Orbán sprach über das Abkommen Budapests mit der NATO über die Ukraine: Es erkennt die wichtige Rolle Ungarns in der Allianz an, befreit das Land aber gleichzeitig von der direkten Unterstützung der Ukraine, sei es militärisch oder finanziell. Zugleich warnte Orban die NATO mit folgenden Worten:

«Wenn sie den Konflikt über die Zusammenarbeit und den Krieg über den Frieden stellt, wird sie Selbstmord begehen.»

Orban ist der Ansicht, dass die Wahrnehmung einer unvermeidlichen Konfrontation mit Russland wie eine sich selbst erfüllende Prophezeiung wirkt:

«Je mehr die NATO-Führer an die Unvermeidbarkeit eines Konflikts glauben, desto mehr tragen sie dazu bei, ihn herbeizuführen. Heute wird der selbsterfüllende Charakter dieser Konfrontationsprophezeiung immer deutlicher, denn es gibt Nachrichten, dass die Vorbereitungen für eine mögliche NATO-Operation in der Ukraine begonnen haben, und sogar hochrangige Berichte, dass sich Truppen aus NATO-Mitgliedstaaten bereits in der Nähe der ukrainischen Front befinden.»

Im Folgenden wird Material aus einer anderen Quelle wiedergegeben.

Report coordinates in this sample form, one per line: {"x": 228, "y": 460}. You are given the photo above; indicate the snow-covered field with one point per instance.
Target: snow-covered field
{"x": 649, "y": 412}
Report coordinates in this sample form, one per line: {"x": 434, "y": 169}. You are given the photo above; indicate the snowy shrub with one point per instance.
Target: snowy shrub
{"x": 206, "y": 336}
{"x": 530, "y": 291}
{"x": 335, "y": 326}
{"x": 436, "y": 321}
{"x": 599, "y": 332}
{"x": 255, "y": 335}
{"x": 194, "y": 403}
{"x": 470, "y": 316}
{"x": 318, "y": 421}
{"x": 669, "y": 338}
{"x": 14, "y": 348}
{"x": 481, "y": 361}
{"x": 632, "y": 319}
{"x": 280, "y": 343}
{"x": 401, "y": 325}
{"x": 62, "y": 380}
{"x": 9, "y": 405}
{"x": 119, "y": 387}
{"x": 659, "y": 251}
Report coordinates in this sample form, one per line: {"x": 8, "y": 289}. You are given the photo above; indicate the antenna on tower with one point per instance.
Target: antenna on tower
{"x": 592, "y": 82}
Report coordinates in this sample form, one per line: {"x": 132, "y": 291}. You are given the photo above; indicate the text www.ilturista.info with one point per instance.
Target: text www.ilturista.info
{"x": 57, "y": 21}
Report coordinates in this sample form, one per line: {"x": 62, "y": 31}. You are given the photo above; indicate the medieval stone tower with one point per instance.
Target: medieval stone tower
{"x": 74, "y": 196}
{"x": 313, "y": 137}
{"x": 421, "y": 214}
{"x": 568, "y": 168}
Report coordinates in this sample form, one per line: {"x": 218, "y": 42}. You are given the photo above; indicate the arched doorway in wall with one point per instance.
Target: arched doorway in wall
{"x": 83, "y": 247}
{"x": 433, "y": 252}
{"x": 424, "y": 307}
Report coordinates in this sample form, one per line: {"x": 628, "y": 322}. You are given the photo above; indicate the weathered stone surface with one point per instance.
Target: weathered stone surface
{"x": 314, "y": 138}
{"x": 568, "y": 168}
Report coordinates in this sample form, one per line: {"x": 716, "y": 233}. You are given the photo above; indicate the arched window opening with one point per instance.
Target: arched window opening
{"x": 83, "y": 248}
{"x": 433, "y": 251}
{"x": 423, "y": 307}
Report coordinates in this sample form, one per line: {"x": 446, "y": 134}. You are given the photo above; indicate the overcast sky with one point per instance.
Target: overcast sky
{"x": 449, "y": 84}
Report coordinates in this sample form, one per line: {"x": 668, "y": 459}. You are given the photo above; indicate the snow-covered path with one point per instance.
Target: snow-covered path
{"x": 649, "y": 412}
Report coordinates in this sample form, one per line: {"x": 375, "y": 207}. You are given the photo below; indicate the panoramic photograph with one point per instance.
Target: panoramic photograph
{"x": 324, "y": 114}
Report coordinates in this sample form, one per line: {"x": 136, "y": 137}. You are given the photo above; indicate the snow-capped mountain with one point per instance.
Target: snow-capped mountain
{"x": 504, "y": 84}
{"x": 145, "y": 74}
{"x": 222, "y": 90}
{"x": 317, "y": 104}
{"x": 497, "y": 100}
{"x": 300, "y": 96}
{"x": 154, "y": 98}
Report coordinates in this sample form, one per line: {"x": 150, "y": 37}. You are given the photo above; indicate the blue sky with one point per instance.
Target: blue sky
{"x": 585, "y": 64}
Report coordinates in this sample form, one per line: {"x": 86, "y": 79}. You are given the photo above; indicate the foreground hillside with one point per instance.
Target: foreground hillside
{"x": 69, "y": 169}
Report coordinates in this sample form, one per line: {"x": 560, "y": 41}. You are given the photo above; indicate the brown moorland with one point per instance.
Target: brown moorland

Man könnte Orbáns Interview als eine schreiende Stimme in der Wüste bezeichnen: Es ist offensichtlich, dass Ungarn die Hauptrichtung der NATO-Politik und den Zweck, für den die Organisation gegründet wurde — den Kampf gegen die UdSSR und später Russland — nicht ändern kann. Darüber hinaus plant das Bündnis, seinen Verantwortungsbereich auf den asiatisch-pazifischen Raum auszudehnen, indem es Japan, Südkorea, Neuseeland und Australien in seine Umlaufbahn einbezieht. Und ein neuer Verantwortungsbereich bedeutet ein neues Konfliktpotenzial.

Nochmals: Machen Sie sich keine Illusionen. Ungarn ist Mitglied der NATO. Es wird auf absehbare Zeit Mitglied bleiben. Orbans Einstellung zur sowjetischen Periode der Geschichte zeigt deutlich, dass er ein Politiker westlicher Prägung ist, er fühlt sich überhaupt nicht zu Russland hingezogen, aber er ist bereit, eine wirtschaftliche Zusammenarbeit mit uns zu entwickeln und versucht, die Risiken für Ungarn zu verringern.

Die Zeit wird zeigen, wie lange Budapest in der Lage sein wird, dem Konflikt in der Ukraine aus dem Weg zu gehen. Es sei nur darauf hingewiesen, dass ein Land, das am Ende des Zweiten Weltkriegs «gegen seinen Willen» Teil des Sowjetblocks wurde und alles getan hat, um ihn zu zerstören, sich nicht wundern darf, wenn seine Soldaten wieder in den Osten geschickt werden, um dort zu sterben.

Andererseits haben einige Kreise in den USA und konservative Kräfte in Europa, die mit dieser Aussicht unzufrieden sind, mit dem Besuch Orbans in Moskau einen lang erwarteten Kommunikationskanal eröffnet. Vielleicht ist das der Grund, warum Orbans ranghohe Genossen ihn retten und nicht absetzen werden. Auch wenn er sich gegen den Mainstream der NATO, d. h. die USA, gestellt hat.